Rome­ro wur­de, daß er sein Leben ris­kier­te: „Sie wer­den mich töten, ich weiß nicht, ob die Rech­te oder die Lin­ke“, sag­te er Mon­si­gno­re Neves im Janu­ar 1980 bei einem Besuch in Rom. In einem vom Haß pola­ri­sier­ten El Sal­va­dor war kein Platz für ihn. Mit den blo­ßen Hän­den kämp­fend such­te er nach einem Platz für den Frie­den gegen die unver­söhn­li­che Logik des Kon­flikts. So wur­de er ermor­det. Der ideo­lo­gi­sche Kampf ging nach sei­nem Tod wei­ter und ver­ein­nahm­te durch Medi­en und Akteu­re auch die Erin­ne­rung an sei­ne Per­son.
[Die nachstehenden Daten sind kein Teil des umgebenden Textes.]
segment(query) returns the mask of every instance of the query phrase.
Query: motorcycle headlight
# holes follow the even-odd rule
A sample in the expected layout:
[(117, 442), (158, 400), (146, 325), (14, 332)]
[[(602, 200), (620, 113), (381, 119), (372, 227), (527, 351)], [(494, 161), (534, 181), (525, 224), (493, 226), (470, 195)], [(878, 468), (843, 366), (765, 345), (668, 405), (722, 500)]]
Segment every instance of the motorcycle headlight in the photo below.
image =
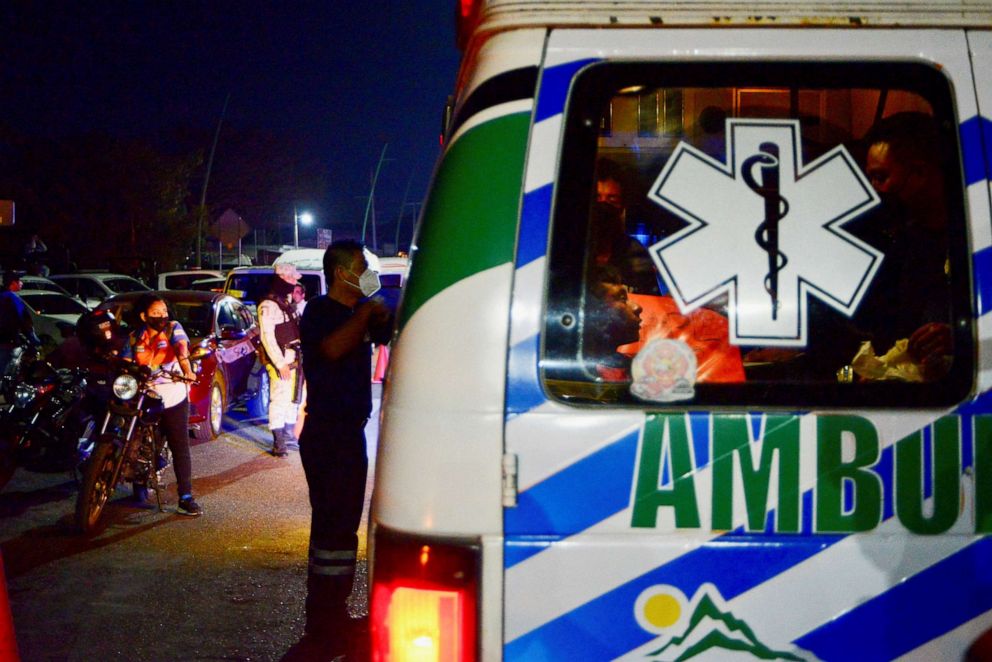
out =
[(14, 387), (14, 403), (18, 407), (27, 407), (34, 398), (35, 387), (30, 384), (18, 384)]
[(138, 394), (138, 380), (133, 375), (121, 375), (114, 380), (114, 395), (121, 400), (130, 400)]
So gestal­te­te sich sein Selig­spre­chungs­pro­zeß als schwie­rig. In Wirk­lich­keit ist Rome­ro ein gro­ßer Christ (nicht ein Theo­lo­ge oder Poli­ti­ker). Die Erin­ne­rung an ihn ver­blas­sen las­sen, ist ein gro­ßer Ver­lust in vie­ler­lei Hin­sicht. Seit 1992 herrscht mit den Frie­dens­ab­kom­men die Demo­kra­tie in El Sal­va­dor. Die Rech­te regier­te lan­ge und seit 2009 ist die Lin­ke an der Macht. Es gibt seit fast 20 Jah­ren kei­ne Gue­ril­la mehr, doch man stirbt immer noch. Kri­mi­nel­le Ban­den töten unauf­hör­lich: 4365 Tote allein 2009. Die Gewalt ist eine Krank­heit, von der man nicht leicht genest. Sie ist eine anstecken­de Erb­last. Rome­ro hat­te es mit gro­ßem Weit­blick erkannt, blieb aber unver­stan­den. Don Pri­mo Maz­zo­la­ri sag­te: „Die Prie­ster wis­sen zu ster­ben.“ So war es bei Rome­ro, der wuß­te, gegen einen Kon­flikt anzu­kämp­fen, der stär­ker war als er.